Thomasville’s annual Memorial Day parade is one of the largest single day events of the year in North Carolina, attracting tens of thousands of people to the Chair City. Insley said there’s a fine line between ensuring safety and enabling people to enjoy themselves.
“There are things that may put some folks in a disadvantage,” Insley said. “If you tell a small kid he can’t bring a book bag, you put them in a disadvantage but it’s because you want everyone to have a safe event and enjoy themselves. You always have to keep your guard up and you always have to keep your awareness heightened. That’s a challenge and making sure you can ensure the safety of those attending the event.”
Lexington’s barbecue festival brings in thousands of visitors to the area every year. Davidson County Sheriff David Grice, who received notification of the bombings within minutes of the attack, said that what happened on Monday will heighten awareness within his department.
“We’re always vigilant, but we’ll be much more vigilant since this happened,” Grice said. “We’ve been on a heightened awareness since 9/11 and we have a lot more different mechanisms available to us than we did since that occurred. We have better information sharing.”
Grice said balancing people’s personal freedoms with public safety at large events is challenging.
“It’s always a challenge determining when do we intervene and stop someone and talk to them,” said Grice.
Early findings in the bombing investigation indicate the explosives were packed in a pressure cooker and hidden in a backpack.
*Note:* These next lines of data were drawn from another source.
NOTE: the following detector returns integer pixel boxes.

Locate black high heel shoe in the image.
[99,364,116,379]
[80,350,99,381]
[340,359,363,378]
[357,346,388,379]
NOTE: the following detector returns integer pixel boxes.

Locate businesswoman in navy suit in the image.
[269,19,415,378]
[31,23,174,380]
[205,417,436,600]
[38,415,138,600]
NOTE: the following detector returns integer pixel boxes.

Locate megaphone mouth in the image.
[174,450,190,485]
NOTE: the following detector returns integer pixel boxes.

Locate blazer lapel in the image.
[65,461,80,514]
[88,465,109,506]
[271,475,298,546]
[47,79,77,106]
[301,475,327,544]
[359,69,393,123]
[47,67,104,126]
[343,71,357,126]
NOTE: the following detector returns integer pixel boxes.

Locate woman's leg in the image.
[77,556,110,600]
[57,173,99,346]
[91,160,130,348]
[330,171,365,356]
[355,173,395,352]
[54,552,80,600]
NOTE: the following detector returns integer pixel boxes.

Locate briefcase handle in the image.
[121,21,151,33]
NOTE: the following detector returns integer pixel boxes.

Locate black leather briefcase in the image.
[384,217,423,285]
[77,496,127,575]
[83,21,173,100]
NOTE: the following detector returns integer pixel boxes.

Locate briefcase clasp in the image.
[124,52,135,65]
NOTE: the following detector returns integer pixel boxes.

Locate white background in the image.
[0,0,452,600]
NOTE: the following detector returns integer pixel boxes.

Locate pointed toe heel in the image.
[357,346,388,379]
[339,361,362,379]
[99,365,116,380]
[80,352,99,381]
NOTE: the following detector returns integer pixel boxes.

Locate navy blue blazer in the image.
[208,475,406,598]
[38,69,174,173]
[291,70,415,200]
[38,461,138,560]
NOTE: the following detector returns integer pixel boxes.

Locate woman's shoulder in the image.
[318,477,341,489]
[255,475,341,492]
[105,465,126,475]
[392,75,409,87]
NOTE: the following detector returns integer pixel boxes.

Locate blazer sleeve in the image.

Materials used in the attacks commonly are available to the public, making it hard for law enforcement to regulate access to such devices.
“That’s always a challenge,” Grice said. “That’s why we don’t like to talk about it too much.”
Even though Thomasville and Davidson County are hundreds of miles from New York, Washington D.C. and Boston, Grice said local law enforcement can’t assume the area is immune to such attacks.
“We would rather too much than not enough, always,” said Grice. “We’re going to err on the side of safety.”